DO YOU CONSIDER YOURSELF A FEMINIST?
Of course I am a feminist. My hope for feminism was that it would break down the barriers of gender. But when it became the “women’s movement,” it left men out. It became marketed.

But I always have been and continue to be a feminist.

“FARRAH” — WATERCOLOR BY JUSTIN VIVIAN BOND

“FARRAH” — WATERCOLOR BY JUSTIN VIVIAN BOND

GLORIOUS ROOTS

WHAT INSPIRED YOUR STYLE AND SENSE OF SELF?
I always liked fabulous old ladies. I was obsessed with my dad’s best friend’s mother, Mrs. Offutt. She had a three-story mansion. She lived alone, was Swedish and wore bright red lipstick — all the time. Peroxide blonde hair, thin. Very chic. And living on a shoestring. The rich husband died and his family screwed her over. She had Pekingese and English sheep dogs, a shed and a cage behind her mansion — and the inside of the house was gorgeous, beautifully furnished from better days. Two grand pianos. She liked me. She’d say things like: I think you have to be smart to not get headaches. You probably don’t get a lot of headaches, do you? “No. I don’t.” She’d get on a skateboard and go down to the middle of town when she was in her fifties … nobody did that. I wanted to be like her. And now I am.
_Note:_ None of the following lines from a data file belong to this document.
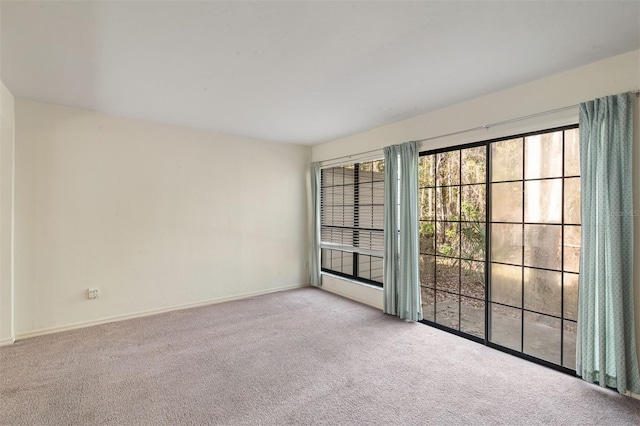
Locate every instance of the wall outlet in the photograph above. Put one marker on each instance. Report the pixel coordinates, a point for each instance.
(92, 293)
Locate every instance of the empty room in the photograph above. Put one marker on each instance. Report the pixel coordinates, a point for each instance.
(319, 212)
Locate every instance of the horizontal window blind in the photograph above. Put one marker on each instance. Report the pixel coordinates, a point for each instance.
(351, 213)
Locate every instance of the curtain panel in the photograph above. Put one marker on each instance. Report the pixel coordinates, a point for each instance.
(606, 344)
(401, 246)
(314, 264)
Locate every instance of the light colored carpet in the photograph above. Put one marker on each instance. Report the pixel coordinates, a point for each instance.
(297, 357)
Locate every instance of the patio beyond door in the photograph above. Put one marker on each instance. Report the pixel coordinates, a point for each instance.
(500, 243)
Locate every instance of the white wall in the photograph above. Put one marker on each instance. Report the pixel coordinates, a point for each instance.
(611, 76)
(6, 215)
(154, 216)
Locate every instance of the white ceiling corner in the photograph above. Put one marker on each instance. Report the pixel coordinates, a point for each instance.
(296, 71)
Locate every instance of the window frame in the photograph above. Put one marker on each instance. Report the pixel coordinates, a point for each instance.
(487, 339)
(354, 250)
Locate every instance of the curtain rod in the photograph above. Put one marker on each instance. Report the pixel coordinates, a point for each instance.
(472, 129)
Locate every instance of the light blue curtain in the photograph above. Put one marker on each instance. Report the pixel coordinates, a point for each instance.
(401, 249)
(606, 346)
(314, 264)
(391, 224)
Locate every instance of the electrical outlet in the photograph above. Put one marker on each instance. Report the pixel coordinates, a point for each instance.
(92, 293)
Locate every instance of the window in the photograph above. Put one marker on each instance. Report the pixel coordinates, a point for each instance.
(500, 243)
(351, 219)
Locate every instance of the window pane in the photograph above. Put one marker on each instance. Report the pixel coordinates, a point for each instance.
(473, 203)
(506, 284)
(447, 310)
(364, 266)
(448, 239)
(542, 246)
(506, 202)
(474, 165)
(325, 258)
(427, 271)
(571, 153)
(428, 303)
(426, 171)
(448, 168)
(376, 269)
(472, 316)
(571, 296)
(543, 291)
(572, 200)
(447, 275)
(448, 203)
(543, 155)
(543, 201)
(506, 160)
(427, 237)
(572, 248)
(426, 203)
(542, 337)
(336, 260)
(365, 172)
(472, 279)
(506, 329)
(473, 240)
(569, 344)
(506, 243)
(347, 263)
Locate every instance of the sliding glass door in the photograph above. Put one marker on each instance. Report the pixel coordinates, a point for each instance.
(452, 199)
(500, 243)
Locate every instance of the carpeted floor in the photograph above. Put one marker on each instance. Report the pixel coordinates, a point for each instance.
(297, 357)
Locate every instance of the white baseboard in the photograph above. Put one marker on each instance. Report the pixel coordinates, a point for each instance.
(363, 293)
(633, 395)
(74, 326)
(7, 341)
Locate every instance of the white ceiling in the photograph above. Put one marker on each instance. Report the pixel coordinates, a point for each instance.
(297, 71)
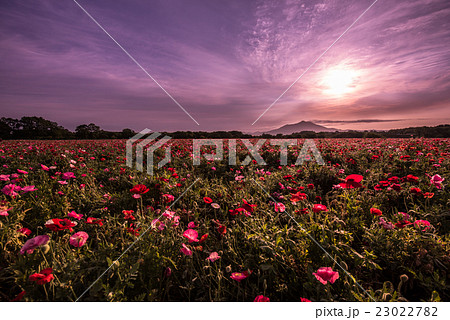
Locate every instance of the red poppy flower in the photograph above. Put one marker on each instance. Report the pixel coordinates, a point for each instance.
(60, 224)
(45, 276)
(319, 207)
(222, 229)
(19, 296)
(352, 181)
(326, 274)
(91, 220)
(207, 200)
(237, 211)
(376, 212)
(301, 211)
(139, 189)
(128, 214)
(203, 238)
(247, 206)
(239, 276)
(411, 178)
(295, 197)
(402, 224)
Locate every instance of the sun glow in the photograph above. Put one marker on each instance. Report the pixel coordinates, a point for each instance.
(337, 82)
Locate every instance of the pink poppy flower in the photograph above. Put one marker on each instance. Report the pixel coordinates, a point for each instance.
(437, 181)
(176, 221)
(239, 276)
(319, 207)
(45, 276)
(28, 189)
(248, 207)
(191, 235)
(422, 223)
(78, 239)
(169, 214)
(376, 212)
(11, 190)
(24, 231)
(34, 243)
(191, 225)
(385, 224)
(326, 274)
(4, 210)
(261, 298)
(299, 196)
(215, 205)
(168, 197)
(213, 257)
(186, 250)
(75, 215)
(352, 181)
(156, 223)
(207, 200)
(68, 175)
(280, 207)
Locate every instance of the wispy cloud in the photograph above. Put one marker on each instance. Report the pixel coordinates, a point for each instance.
(224, 61)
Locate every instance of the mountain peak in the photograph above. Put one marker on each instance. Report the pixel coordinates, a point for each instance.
(299, 127)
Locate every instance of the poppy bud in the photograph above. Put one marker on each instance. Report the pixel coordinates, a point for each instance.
(45, 248)
(403, 278)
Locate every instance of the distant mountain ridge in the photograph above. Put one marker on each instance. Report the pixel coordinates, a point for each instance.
(299, 127)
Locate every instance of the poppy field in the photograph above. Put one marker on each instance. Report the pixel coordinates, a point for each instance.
(373, 223)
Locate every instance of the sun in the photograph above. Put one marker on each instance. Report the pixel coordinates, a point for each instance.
(337, 82)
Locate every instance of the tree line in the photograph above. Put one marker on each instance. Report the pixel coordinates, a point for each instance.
(41, 129)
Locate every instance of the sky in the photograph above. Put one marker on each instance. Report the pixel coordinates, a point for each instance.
(226, 62)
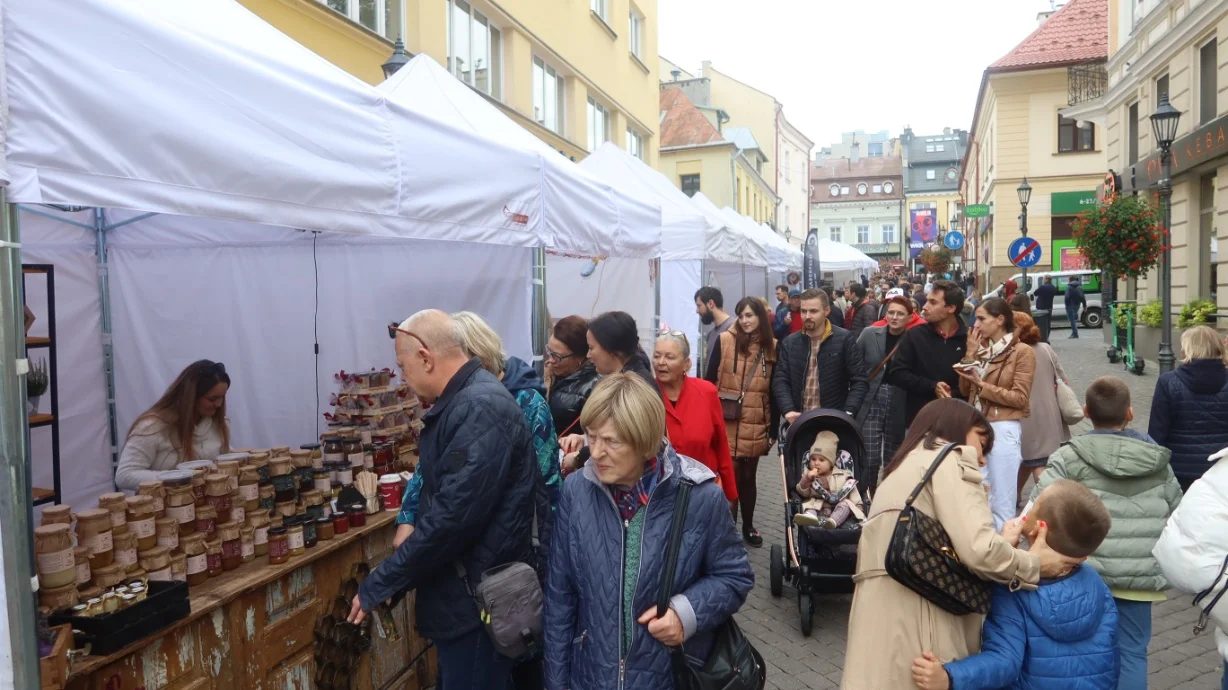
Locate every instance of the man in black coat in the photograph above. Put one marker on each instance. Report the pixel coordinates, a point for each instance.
(477, 507)
(819, 366)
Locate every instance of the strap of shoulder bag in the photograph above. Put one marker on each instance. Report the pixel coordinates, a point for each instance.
(928, 474)
(676, 542)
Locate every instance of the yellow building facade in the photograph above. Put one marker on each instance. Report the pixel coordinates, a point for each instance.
(576, 74)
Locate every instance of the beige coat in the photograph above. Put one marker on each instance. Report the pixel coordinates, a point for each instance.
(889, 624)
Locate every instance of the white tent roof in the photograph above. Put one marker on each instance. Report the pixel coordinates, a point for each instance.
(607, 221)
(752, 252)
(687, 233)
(203, 109)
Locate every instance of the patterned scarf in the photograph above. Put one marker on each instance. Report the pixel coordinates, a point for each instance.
(630, 499)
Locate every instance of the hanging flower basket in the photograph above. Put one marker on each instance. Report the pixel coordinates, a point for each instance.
(1121, 236)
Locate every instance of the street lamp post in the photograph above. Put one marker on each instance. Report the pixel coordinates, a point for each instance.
(1024, 192)
(1164, 122)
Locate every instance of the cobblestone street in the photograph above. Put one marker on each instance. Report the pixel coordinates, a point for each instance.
(1179, 659)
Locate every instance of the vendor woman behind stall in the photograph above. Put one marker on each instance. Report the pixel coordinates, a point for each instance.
(187, 424)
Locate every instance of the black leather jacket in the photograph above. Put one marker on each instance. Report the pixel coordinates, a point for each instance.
(567, 397)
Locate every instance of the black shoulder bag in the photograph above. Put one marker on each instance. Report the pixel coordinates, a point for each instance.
(920, 556)
(733, 663)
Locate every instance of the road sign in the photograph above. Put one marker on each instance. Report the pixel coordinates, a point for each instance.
(1024, 252)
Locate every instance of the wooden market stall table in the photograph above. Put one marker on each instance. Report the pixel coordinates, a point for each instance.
(253, 627)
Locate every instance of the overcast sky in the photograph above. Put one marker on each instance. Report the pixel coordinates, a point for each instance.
(841, 65)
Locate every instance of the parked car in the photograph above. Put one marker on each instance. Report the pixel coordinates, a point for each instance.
(1093, 316)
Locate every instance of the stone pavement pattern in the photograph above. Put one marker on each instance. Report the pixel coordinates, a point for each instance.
(1178, 658)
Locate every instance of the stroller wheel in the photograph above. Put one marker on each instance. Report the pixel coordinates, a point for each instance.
(776, 572)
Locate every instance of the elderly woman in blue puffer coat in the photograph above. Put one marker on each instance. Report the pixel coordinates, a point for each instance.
(609, 546)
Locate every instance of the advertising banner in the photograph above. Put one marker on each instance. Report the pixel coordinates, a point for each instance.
(924, 230)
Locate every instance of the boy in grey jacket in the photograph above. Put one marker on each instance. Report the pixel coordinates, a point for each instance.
(1131, 474)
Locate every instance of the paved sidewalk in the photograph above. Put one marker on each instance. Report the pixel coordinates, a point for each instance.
(1179, 659)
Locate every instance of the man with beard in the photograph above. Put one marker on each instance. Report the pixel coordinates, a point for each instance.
(710, 307)
(820, 366)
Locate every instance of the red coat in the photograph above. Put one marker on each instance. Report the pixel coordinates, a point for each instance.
(695, 427)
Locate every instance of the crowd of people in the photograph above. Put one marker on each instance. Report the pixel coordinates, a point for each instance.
(576, 473)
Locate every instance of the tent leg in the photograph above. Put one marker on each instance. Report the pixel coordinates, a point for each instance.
(15, 506)
(108, 354)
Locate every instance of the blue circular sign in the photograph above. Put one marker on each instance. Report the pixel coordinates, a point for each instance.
(1024, 252)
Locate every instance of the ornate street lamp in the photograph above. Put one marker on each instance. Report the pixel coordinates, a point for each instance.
(1024, 192)
(1164, 122)
(397, 60)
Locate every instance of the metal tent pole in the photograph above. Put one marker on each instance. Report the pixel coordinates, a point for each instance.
(15, 505)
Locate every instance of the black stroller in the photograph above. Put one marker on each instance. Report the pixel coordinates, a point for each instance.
(816, 560)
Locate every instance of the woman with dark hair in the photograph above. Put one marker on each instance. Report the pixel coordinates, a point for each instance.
(742, 364)
(188, 422)
(570, 375)
(889, 624)
(996, 377)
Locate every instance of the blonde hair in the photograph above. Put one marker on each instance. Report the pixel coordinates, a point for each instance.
(481, 341)
(634, 408)
(1202, 343)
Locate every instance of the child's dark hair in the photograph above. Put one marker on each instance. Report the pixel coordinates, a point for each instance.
(1108, 402)
(1077, 518)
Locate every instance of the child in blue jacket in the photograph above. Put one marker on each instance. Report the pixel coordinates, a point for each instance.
(1061, 636)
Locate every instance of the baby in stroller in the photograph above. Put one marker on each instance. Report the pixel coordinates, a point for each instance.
(830, 491)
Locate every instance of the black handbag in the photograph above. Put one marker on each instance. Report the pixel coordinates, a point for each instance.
(920, 556)
(733, 663)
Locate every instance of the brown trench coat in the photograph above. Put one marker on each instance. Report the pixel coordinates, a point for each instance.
(889, 624)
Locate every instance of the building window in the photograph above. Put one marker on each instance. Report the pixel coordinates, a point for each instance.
(634, 144)
(1132, 136)
(474, 48)
(598, 124)
(381, 16)
(635, 33)
(689, 184)
(1073, 138)
(548, 95)
(1207, 81)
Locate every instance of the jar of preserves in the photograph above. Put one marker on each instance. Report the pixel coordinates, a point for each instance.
(232, 546)
(57, 515)
(54, 558)
(114, 502)
(125, 551)
(155, 490)
(197, 559)
(279, 545)
(214, 556)
(217, 491)
(156, 562)
(206, 521)
(93, 532)
(141, 518)
(247, 543)
(259, 524)
(249, 489)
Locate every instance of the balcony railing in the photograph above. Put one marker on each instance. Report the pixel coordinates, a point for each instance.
(1087, 82)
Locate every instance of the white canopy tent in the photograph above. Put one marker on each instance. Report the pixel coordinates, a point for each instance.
(193, 155)
(586, 280)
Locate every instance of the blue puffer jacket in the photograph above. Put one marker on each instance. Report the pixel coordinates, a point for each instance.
(1190, 415)
(1061, 636)
(583, 586)
(480, 479)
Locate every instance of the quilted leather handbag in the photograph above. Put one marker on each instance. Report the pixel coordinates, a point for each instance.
(920, 556)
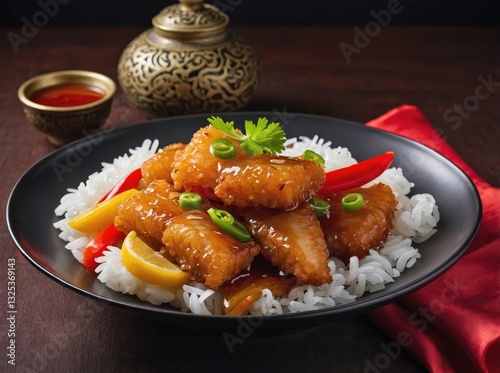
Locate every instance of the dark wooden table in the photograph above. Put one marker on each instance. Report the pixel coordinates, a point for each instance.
(441, 70)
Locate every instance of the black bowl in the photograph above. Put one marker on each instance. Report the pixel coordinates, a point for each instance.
(46, 182)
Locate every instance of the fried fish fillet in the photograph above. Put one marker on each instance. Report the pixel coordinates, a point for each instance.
(160, 165)
(354, 233)
(203, 249)
(269, 180)
(195, 165)
(147, 212)
(293, 241)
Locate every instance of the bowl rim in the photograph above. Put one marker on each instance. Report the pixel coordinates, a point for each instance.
(108, 86)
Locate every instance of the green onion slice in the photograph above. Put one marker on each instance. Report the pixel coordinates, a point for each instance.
(319, 206)
(223, 148)
(352, 202)
(190, 200)
(228, 224)
(313, 156)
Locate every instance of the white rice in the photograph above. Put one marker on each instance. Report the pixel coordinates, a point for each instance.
(415, 221)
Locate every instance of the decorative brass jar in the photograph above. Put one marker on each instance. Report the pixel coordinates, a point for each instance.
(189, 62)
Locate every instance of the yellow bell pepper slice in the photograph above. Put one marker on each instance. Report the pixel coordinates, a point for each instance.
(101, 215)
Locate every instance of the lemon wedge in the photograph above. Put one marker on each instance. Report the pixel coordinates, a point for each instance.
(150, 266)
(101, 215)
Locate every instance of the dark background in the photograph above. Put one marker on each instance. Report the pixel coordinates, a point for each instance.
(80, 13)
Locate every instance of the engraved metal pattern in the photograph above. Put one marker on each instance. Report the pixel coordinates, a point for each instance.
(176, 15)
(188, 80)
(65, 127)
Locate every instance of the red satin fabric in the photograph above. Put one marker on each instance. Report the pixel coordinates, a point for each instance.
(452, 324)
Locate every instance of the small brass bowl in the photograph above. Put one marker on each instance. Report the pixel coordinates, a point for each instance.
(63, 124)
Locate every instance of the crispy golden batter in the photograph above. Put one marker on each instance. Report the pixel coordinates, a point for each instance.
(293, 241)
(269, 180)
(353, 233)
(148, 210)
(160, 165)
(195, 165)
(203, 249)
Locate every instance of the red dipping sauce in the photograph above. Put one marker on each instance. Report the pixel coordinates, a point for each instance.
(66, 95)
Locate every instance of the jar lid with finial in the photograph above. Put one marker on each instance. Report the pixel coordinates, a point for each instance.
(188, 62)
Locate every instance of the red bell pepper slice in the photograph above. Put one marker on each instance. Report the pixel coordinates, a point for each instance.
(356, 175)
(108, 236)
(128, 182)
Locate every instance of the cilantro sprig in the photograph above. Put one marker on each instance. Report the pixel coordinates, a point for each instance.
(263, 137)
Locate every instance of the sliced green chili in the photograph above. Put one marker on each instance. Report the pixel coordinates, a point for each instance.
(228, 224)
(352, 202)
(313, 156)
(319, 206)
(190, 200)
(223, 148)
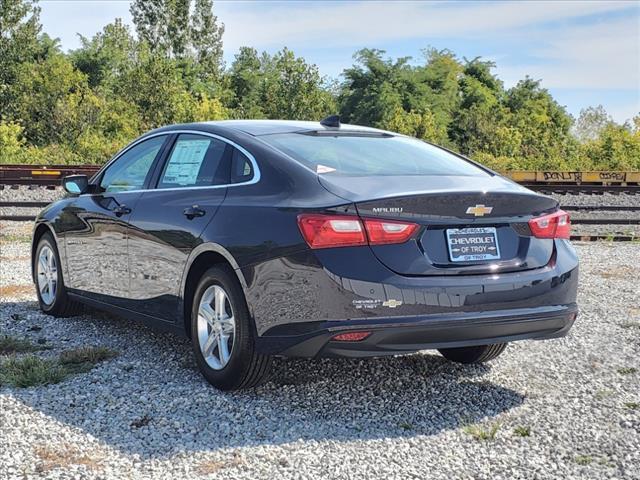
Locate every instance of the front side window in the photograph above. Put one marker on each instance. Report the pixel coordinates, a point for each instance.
(195, 161)
(370, 155)
(130, 170)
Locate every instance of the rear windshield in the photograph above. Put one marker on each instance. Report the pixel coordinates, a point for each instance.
(365, 155)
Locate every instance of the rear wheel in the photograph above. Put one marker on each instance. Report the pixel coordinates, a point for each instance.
(476, 354)
(52, 294)
(222, 333)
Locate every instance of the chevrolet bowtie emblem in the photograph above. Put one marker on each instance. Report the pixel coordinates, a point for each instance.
(479, 210)
(392, 303)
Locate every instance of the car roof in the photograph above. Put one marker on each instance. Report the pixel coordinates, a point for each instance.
(268, 127)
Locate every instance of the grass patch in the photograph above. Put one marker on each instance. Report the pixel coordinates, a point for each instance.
(482, 433)
(63, 457)
(629, 325)
(618, 272)
(15, 238)
(9, 345)
(604, 393)
(32, 371)
(627, 370)
(583, 459)
(405, 426)
(522, 431)
(209, 467)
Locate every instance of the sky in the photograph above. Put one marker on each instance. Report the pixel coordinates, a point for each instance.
(585, 52)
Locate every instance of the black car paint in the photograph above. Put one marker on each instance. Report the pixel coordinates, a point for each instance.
(137, 263)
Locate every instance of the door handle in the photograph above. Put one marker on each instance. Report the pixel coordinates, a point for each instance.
(121, 210)
(193, 211)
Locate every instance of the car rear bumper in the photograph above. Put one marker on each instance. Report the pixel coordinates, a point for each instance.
(398, 335)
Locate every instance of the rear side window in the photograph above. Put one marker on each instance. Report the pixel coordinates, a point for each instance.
(130, 170)
(241, 167)
(194, 161)
(370, 155)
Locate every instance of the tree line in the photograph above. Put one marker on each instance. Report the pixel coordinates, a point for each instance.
(83, 105)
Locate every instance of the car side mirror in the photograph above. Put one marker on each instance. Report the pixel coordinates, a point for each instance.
(76, 184)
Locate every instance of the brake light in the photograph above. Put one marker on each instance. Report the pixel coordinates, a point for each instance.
(553, 225)
(325, 231)
(383, 232)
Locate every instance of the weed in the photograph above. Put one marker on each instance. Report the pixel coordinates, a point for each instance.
(627, 370)
(31, 371)
(604, 393)
(16, 291)
(14, 238)
(481, 433)
(141, 422)
(583, 459)
(630, 325)
(64, 457)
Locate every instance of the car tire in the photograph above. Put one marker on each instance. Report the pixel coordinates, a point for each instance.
(476, 354)
(52, 294)
(222, 336)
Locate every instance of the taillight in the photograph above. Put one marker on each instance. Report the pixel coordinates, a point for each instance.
(381, 232)
(324, 231)
(553, 225)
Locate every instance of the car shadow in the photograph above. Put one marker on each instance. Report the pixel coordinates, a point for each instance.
(151, 400)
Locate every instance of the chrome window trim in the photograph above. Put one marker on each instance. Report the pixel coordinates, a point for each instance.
(254, 163)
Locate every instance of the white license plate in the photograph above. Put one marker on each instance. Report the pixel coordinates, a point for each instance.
(473, 244)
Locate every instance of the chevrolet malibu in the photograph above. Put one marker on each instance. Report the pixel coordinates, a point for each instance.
(258, 239)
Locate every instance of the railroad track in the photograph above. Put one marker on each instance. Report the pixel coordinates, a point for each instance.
(575, 221)
(46, 176)
(584, 189)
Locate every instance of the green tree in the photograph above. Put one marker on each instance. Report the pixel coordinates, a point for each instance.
(278, 86)
(182, 29)
(19, 31)
(544, 124)
(590, 123)
(107, 55)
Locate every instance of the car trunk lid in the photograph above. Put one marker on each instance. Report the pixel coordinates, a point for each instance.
(469, 224)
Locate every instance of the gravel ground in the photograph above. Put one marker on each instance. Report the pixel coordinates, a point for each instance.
(149, 414)
(26, 193)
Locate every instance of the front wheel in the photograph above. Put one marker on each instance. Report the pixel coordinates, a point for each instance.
(52, 294)
(477, 354)
(222, 333)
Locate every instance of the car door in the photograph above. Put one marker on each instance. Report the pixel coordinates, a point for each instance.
(98, 224)
(169, 219)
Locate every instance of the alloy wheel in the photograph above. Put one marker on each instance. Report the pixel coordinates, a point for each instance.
(47, 273)
(216, 327)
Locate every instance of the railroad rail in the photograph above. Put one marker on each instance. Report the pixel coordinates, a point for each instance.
(50, 175)
(43, 175)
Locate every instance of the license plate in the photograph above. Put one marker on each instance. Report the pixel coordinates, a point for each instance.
(473, 244)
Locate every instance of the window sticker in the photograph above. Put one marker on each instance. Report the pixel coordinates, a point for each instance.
(324, 169)
(185, 162)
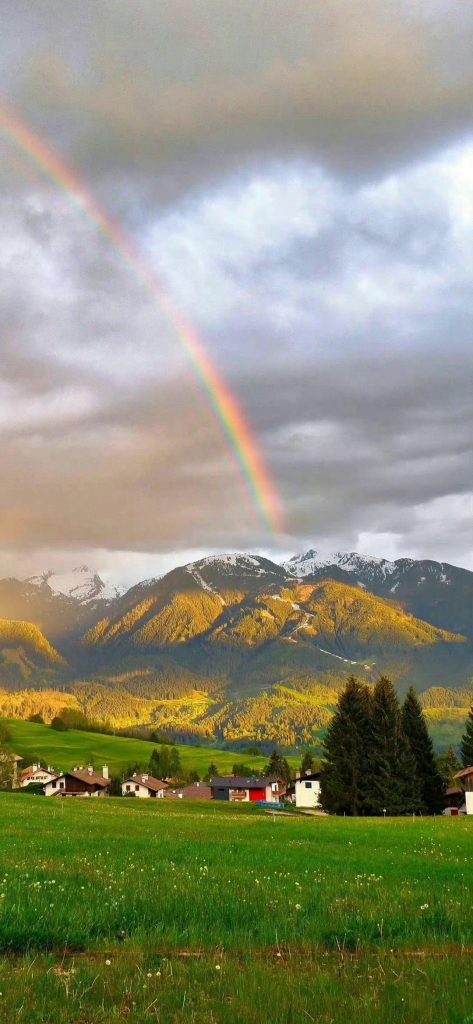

Sleeping with inappropriate people in my big house. The kooky lady with the pink door, bringing my men out.

I LOVE IT.
I love it.

DO YOU FEEL FREER AS YOU GET OLDER?
I don’t know if I feel freer – I think the really fun people are either — just aged into not being as much fun — or they OD’d. There’s just not as many free spirits around me anymore.

ARE YOU COMFORTABLE WITH AGING?
I’m trying to be pretty upbeat about the whole thing. I mean, it’s like, how much pressure do you put on yourself? How much pressure do you put on other people to believe in your delusion about yourself? (laughing)

I don’t feel like it’s over. But I do definitely feel condescended to quite often by younger people.

WELL, LET’S GO AGELESS. I’M FREEZE DRYIN’ AT 67. IT HAS A NICE RING … PEOPLE WILL ASSUME THINGS WITH NUMBERS, AND TREAT YOU DIFFERENTLY — UNLESS WE CHOOSE TO EDUCATE THEM I’m on this app where I get all my sex. And I’m on there as 38 and you know what? If they come to all the trouble to come to your house to have sex, they don’t give a fuck.

They’re like, you’re so beautiful. Can I come over? And I’m like … maybe ….

And it just says I’m not a biological female.

That’s the first line on my thingey.

MY FINAL QUESTION IS WHAT DOES GLORIOUS MEAN TO YOU — SINCE YOU ARE A GLORIOUS BROAD?
Fully realized — as her experience allows.

That’s a Glorious Broad — because you still have to be adventurous.

I heard somebody I would have considered to be glorious say: “I just don’t get it with the ‘they’ and ‘them.’ I don’t know. I just don’t like it.”

I didn’t say anything, but I wanted to say to her: so, when was it that you decided that you didn’t need to learn anything anymore?

I don’t ever want to get to that point.

* We’ve corrected this quote to use Viv’s preferred pronouns they/them/their — People, let’s get it together with the pronouns already!